In 2005, Lifetime produced a film called
Human Trafficking, which starred Mira Sorvino and Donald Sutherland. It was one of the first times that any form of mainstream media had done such an extensive feature on the issue. The story was fictional, about a female Immigration and Customs Enforcement (ICE) agent (Sorvino), who eventually goes undercover in a ring of human traffickers. The narrative hits a few accurate details, but sensationalizes, simplifies, and ignores others. It stereotypes traffickers, victims, and law enforcement agents, sometimes with gross inaccuracy.

And yet in some ways, Human Trafficking may have been what took the abolitionist movement from the niche to the mainstream, or at least made it more visible. I worked for an anti-trafficking NGO when Human Trafficking first aired on Lifetime, and fielded at least ten phone calls the following day. People asked “Does this really happen?”, “Does this really happen in America?”, “What can I do?”. Some of them donated money. Some of them asked for a volunteer application form. What I saw as frustrating inaccuracies, they saw as a call to action against their first taste of injustice.
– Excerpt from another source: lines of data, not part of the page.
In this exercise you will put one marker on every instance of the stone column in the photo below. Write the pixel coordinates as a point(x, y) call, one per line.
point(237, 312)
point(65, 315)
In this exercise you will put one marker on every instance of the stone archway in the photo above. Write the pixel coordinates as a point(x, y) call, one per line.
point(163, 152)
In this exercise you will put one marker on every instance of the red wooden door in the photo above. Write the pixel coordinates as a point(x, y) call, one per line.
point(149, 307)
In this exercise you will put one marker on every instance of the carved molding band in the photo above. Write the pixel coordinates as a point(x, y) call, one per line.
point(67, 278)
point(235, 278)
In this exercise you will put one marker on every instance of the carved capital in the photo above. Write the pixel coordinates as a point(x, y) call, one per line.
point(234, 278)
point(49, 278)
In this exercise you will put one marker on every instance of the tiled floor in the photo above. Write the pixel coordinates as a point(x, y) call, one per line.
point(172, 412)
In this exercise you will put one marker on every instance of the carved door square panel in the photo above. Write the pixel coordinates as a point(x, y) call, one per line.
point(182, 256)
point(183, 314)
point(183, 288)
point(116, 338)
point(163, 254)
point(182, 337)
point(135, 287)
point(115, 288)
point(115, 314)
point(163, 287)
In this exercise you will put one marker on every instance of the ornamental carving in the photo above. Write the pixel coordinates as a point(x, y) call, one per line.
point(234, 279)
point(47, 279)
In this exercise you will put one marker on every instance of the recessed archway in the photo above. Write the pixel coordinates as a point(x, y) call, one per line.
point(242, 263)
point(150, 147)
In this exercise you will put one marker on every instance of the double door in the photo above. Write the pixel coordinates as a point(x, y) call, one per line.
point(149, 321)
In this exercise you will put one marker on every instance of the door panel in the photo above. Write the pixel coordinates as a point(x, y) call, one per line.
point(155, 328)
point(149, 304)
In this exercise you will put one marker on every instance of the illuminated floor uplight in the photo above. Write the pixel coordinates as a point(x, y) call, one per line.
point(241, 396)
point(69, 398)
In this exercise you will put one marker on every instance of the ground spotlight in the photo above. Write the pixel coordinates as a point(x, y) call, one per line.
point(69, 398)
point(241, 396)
The presence of human trafficking in the mainstream media is both a blessing and a curse. Media attention raises awareness, which raises funds and public demand for better legislation and enforcement, which ultimately can help tackle this huge issue. But the temptation to oversimplify it, to make it “sexier”, to sensationalize a story which practically begs to be sensationalized is overwhelming.

I
blog about human trafficking, and have often felt that pull to boil trafficking down to a series of words: child, sex slave, chained, forced, kidnapped, virginity, corruption, conspiracy. They are words that leap at your eyeballs and wiggle into your memory. But breaking human trafficking down to mere words loses the truth: that slavery is a complex and growing institution that we support and that we allow to flourish. We worship the pimps. We buy the iPods. We think we can end human trafficking with a good long cry. We can’t.

Like trafficking itself, mainstream media attention for the issue is complicated. Must we take the bad with the good? Or can we continue to push for real depth and accuracy, instead of sensationalism or simplification? We can, but it might take a lifetime.

1 comment:

  1. Anonymous8:58 PM

    While I do believe that there are many cons to sensationalizing human trafficking, I think anything which brings this issue to people's attention is not only good, but necessary right now. Actually, the reason I was first turned on to the issue of human trafficking was because I saw the movie "Taken". Now, while I've since learned so much more about the issue, and can look deeper than where the movie pushed me to see, I'm so glad I was exposed to the issue, because it's what I want to spend my time fighting.